Is situated approximately 10 kilometres north east of the Westonia townsite, along the Boodarockin Road. It protects 806 hectares of granite outcrop, pools, wildflowers, scrub and woodland. It has many diverse species of flora and fauna. Silver Mallee and Purple Peacock Beetles are found only on these granite outcrops. The trig point (HK 148) is set on the highest point of the rock.Towards the rear of the outcrop you will find the cairn of stones depicting the highest point. Picnic area.
20 kilometres north of Hyden along the Lovering Road, is a large granite rock formation using the Humps as a water catchment.
Wave Rock, a granite cliff, is 15 metres high and 110 metres long. Its rounded like shape has been caused by weathering and water erosion which has undercut the base and left a rounded overhang. Water from the springs running down the rock during wetter months dissolve minerals adding to the colouring of the wave.

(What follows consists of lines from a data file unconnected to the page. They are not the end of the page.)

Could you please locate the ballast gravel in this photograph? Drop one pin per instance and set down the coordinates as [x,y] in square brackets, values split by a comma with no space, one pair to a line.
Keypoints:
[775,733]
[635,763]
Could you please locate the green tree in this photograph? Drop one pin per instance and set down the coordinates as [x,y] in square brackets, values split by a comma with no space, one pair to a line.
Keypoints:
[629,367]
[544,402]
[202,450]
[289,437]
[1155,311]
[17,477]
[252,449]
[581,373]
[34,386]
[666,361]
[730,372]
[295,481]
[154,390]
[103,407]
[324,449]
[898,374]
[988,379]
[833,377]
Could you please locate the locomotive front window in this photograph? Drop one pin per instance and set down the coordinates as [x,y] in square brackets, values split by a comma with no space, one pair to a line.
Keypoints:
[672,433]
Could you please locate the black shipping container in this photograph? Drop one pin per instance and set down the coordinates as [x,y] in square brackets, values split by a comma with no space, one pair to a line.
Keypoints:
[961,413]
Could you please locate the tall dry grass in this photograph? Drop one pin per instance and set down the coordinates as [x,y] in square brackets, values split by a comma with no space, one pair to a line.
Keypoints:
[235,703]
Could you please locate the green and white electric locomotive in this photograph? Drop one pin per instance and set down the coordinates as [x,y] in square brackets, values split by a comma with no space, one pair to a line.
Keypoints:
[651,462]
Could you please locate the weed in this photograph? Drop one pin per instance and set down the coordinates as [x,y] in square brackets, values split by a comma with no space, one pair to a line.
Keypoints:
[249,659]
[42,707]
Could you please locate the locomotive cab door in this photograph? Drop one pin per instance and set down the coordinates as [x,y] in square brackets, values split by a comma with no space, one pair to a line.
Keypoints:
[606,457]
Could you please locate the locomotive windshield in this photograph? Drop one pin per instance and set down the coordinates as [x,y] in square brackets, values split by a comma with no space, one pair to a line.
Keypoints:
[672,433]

In 1960, crystals from Hyden Rock were dated as being 2700 million years old, amongst the oldest in Australia.
Westonia Common and Boodalin Soak
Westonia townsite is significant in that it has the unique charm of being nestled inside a common of approximately 5,600 hectares of remnant bushland. Boodalin soak is situated in a natural setting of tranquil beauty inside the common approximately six kilometres west from the Westonia townsite. It has great historical significance and was a resting place for travellers from York to Kalgoorlie. There is an outcrop of granite rocks in close proximity. The well is fenced in a cleared area surrounded by newly planted trees. The stonework is an example of a dry stone wall construction in a circular fashion.
Situated 12 kilometres from Kondinin. Surveyor general John Septimus Roe was the first European to have visited Yeerakine Rock, camping there on September 22nd 1848. From the top of the rock outcrop he could plan his route ahead, and his party was grateful for the good water they found there.
Today, you can enjoy the expansive views from the summit – and you can appreciate the workmanship in the rock catchment scheme establiched in 1927 to provide water for Kondinin.
Situated 25 kilometres north of Tammin the granite outcrop is 341 metres high and covers 160 hectares. The flora strip at its base is an important haven for flora and fauna. A great picnic spot with toilet facilities.